On the Function and Mechanisms of Semiconductor Materials

2021-11-05

tags: essay, chemistry, circuits


 Society is filled to the brim with a plethora of electrical devices, such as computers, phones, and even simple calculators. Such technology is made possible through the application of semiconductor materials. A semiconductor is a material that has an electrical conductivity that lies between that of an electrical conductor (mainly metals, such as copper and aluminum) and an electrical insulator (such as rubber or wood), with the most common semiconductor materials being silicon and germanium. Semiconductor materials operate on two main principles: bandgap and doping. 1

 Everything in the universe is composed of atoms. Atoms have electron orbitals, also known as shells which can be thought of as the “path” that an electron takes when orbiting around the atoms’ nucleus. When atoms combine on the macroscopic level, the shells combine together to form bands.

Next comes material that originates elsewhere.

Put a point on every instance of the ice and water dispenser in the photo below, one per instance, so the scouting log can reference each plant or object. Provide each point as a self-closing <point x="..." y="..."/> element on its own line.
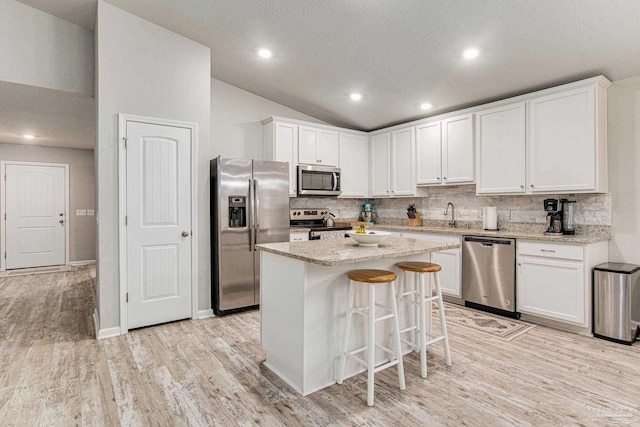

The filled, lower energy orbitals are known as the valence band. Electrons in the valence band are still bound too strongly to their atoms’ nucleus, and can not conduct an electric current. The empty, higher energy orbitals are known as the conduction bands. The electrons, when in the conduction bands, require little energy to move freely and can conduct an electric current. The distance between the valence band and the conduction band is known as the material’s bandgap, and is responsible for a material’s conductivity. Electrically resistant materials have a very high bandgap, while electrically conductive materials have a very low bandgap. Semiconductive materials have a bandgap that lies between that of a resistor and a conductor, so adding energy to the system (e.g. heating) allows the electrons to more easily move to the conduction band. It is the ability to control the material’s conductivity that gives semiconductors their utility.1 2

 The second major principle of semiconductors is doping. Doping is the act of adding tiny amounts of impurities to the material in order to improve its quality. A “perfect” semiconductor is not as efficient or useful as an impure one as the distance between the valence band and the conduction band may still require too much energy to conduct electricity easily. The impurities are incorporated into the crystalline structure of the material, and with it, bring more electrons. These electrons fill the valence bands, forcing the “extra” electrons into a donor band, which is much closer to the conduction band, requiring less energy for electrons to move to the conduction band. 2 3 Impurities can also arrive unintentionally either as an intrinsic trait of the material or through manufacturing.. Being able to control which impurities are added is key to producing effective and lasting semiconductors. 4

 Semiconductor materials have seen an increased usage since their inception and have proven to have practical applications. The ability to finely control the material’s conductivity has seen use in many of the devices that are used nowadays, such as transistors and integrated circuits.2 Efforts in semiconductor research are currently studying the effects of different doping compounds as well as more efficient means of production.3


  1. Xiao, H. Introduction to semiconductor technology, 2nd Ed.; SPIE; Bellingham, Washington, 2012; 2-60.  2

  2. Tro, N. J.; Fridgen, T. D.; Shaw, L. E. Chemistry: A Molecular Approach, Third Edition.; Pearson: Boston, 2014; 421-422.  2

  3. Haller, E.E & Queisser, H.J. Defects in semiconductors: some fatal, some vital. Science, 1948, 281, 946-950,  2

  4. Londos, C.A.; Sgourou, E.N.; Hall, D.; & Chroneos, A. Vacancy-oxygen defects in silicon: the impact of isovalent doping, J. Mater. Sci: Mater. Electron 2014, 25, 2395-2410.